Decentralized identity management platform Magic launches from stealth with $4M
For developers looking to quickly build identity management into their platforms, the most readily available options don’t stray far from the internet’s biggest, most data-hungry platforms.
Magic, a small SF startup building a decentralized blockchain-based identity solution, wants to create a seamless experience that feels similar to login workflows from apps like Slack and Medium where users are sent a link to that they can click to immediately log-in. Magic’s SDK allows developers to craft similar experiences to Medium and Slack without building them from scratch, leveraging authentication via blockchain key pairs that allows users to securely log-in across devices.
“Our identity these days is mostly controlled by Facebook and Google, what’s cool about this identity solution is that it’s a decentralized identity,” Magic CEO Sean Li says.
The startup is launching out of stealth, rebranding from its previous company name Fortmatic, and announcing that they’ve raised $4 million in a seed funding round led by Placeholder. A host of other investors participated in the company’s funding, including Lightspeed Ventures, SV Angel, Social Capital, Cherubic Ventures, Volt Capital, Refactor Capital, Unusual Ventures, Naval Ravikant, Guillermo Rauch, and Roham Gharegozlou.

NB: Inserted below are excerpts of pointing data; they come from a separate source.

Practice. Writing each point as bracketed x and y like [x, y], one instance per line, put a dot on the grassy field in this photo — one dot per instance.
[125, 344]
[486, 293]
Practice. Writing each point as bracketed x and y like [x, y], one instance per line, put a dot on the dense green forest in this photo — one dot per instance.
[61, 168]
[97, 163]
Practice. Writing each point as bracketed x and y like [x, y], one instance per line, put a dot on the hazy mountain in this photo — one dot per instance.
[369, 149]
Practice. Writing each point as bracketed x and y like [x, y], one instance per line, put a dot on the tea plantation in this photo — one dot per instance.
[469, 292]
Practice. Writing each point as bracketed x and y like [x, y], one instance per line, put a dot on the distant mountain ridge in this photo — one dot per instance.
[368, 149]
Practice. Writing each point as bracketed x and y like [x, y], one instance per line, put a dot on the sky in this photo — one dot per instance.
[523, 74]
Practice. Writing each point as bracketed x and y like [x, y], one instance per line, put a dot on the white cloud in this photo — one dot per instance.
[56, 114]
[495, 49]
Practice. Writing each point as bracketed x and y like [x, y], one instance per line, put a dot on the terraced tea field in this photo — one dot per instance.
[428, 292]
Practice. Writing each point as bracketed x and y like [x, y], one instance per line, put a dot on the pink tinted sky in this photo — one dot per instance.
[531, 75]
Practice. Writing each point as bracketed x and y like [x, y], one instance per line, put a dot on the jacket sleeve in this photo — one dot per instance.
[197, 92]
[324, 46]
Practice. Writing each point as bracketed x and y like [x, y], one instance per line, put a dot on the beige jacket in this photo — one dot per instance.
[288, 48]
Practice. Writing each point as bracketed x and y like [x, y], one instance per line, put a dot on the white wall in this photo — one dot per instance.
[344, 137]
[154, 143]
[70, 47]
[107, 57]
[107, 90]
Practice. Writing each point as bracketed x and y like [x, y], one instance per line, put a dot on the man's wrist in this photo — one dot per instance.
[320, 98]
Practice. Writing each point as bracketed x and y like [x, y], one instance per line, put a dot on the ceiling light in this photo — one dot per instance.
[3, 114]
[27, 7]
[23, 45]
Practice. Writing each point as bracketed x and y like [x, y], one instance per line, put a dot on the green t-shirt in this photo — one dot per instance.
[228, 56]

Li has largely sought to minimize the blockchain aspect of the company’s tech in an attempt to keep the appeal more mass market, but Magic’s early customers are largely in the blockchain world, specifically Ethereum applications. The company is free for customers with less than 250 users, and past that subscription pricing scales from a $79/mo plan to custom pricing for full white-labeled enterprise roll-outs with custom integrations. Li says the Magic platform is SOC 2 compliant.
In the company’s security documentation, they note that any user keys completely bypass Magic servers and are stored encrypted on AWS’s Key Management Service, ensuring that Magic never sees private user keys. The company is currently building out their SDK to support authenticator apps and hardware-based authentication through YubiKeys
“One big difference that we have compared with something like Medium, is if you’re trying to log into your laptop and click on the link on your phone, you’d be logged in on your phone and that’s not the ideal place to edit an article,” Li says. “But with our Magic link login you’re logged into the laptop and you can click your magic link from anywhere.”
Alongside the funding news, Magic announced partnerships with front-end developer platform Vercel, Cryptokitties-maker Dapper Labs and the Max Planck Society research institute.